Ce méga projet industriel d’aggrandissement du site d’Orano représente plus d’1,5 millions de m2 de béton prévu pour les piscines et deux usines. Dans cette perspective Orano prévoit de bétonner 60 ha de terres agricoles en dehors de l’enceinte de son usine, mettant en péril les espaces naturels de la Hague.

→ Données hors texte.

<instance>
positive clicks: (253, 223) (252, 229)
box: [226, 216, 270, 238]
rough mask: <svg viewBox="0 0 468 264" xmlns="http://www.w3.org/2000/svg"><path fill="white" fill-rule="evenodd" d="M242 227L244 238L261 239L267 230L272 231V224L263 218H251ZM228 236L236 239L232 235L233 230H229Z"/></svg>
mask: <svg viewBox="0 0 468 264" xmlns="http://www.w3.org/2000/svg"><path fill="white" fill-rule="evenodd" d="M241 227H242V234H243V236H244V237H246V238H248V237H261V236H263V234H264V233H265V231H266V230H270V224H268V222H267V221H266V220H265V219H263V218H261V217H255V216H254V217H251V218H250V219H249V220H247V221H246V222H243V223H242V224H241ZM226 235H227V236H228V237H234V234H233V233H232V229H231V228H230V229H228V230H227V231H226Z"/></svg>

Les militant-e-s ont rappelé l’emprise du projet sur l’eau et sa raréfaction inquiétante même sur ce territoire, avant de scander « Préservons l’eau et les terres ! » et « Un autre futur est possible pour la Hague ! » puis « A bas le béton » avant de… se jeter tous et toutes à l’eau et à la mer !
✊ D’autres actions vont continuer à avoir lieu ces jours-ci, contre les fermes-usines, l’industrialisation des forêts, le bétonnage des montagnes par les JO2030 et moults autres projets aberrants. Rejoignons les luttes sur https://lutteslocales.gogocarto.fr/map
🛣️😡 A Blois, en Centre Val de Loire, des dizaines de militant-es ont manifesté ce samedi contre le nouveau projet de déviation routière à Contres.
🚜 La région est la proie des promoteurs : entrepôts logistiques, zones d’activité, et maintenant la déviation de Contres qui menace 20ha de terres vivrières et des zones humides et forestières. Une gabegie à 11 millions pour accroitre toujours plus le trafic routier…. Les militant-es on fait valoir une fois de plus jusqu’à la préfecture la nécessité absolue de préserver les espaces naturels et agricoles de la région avec un cortège coloré accompagné de tracteurs.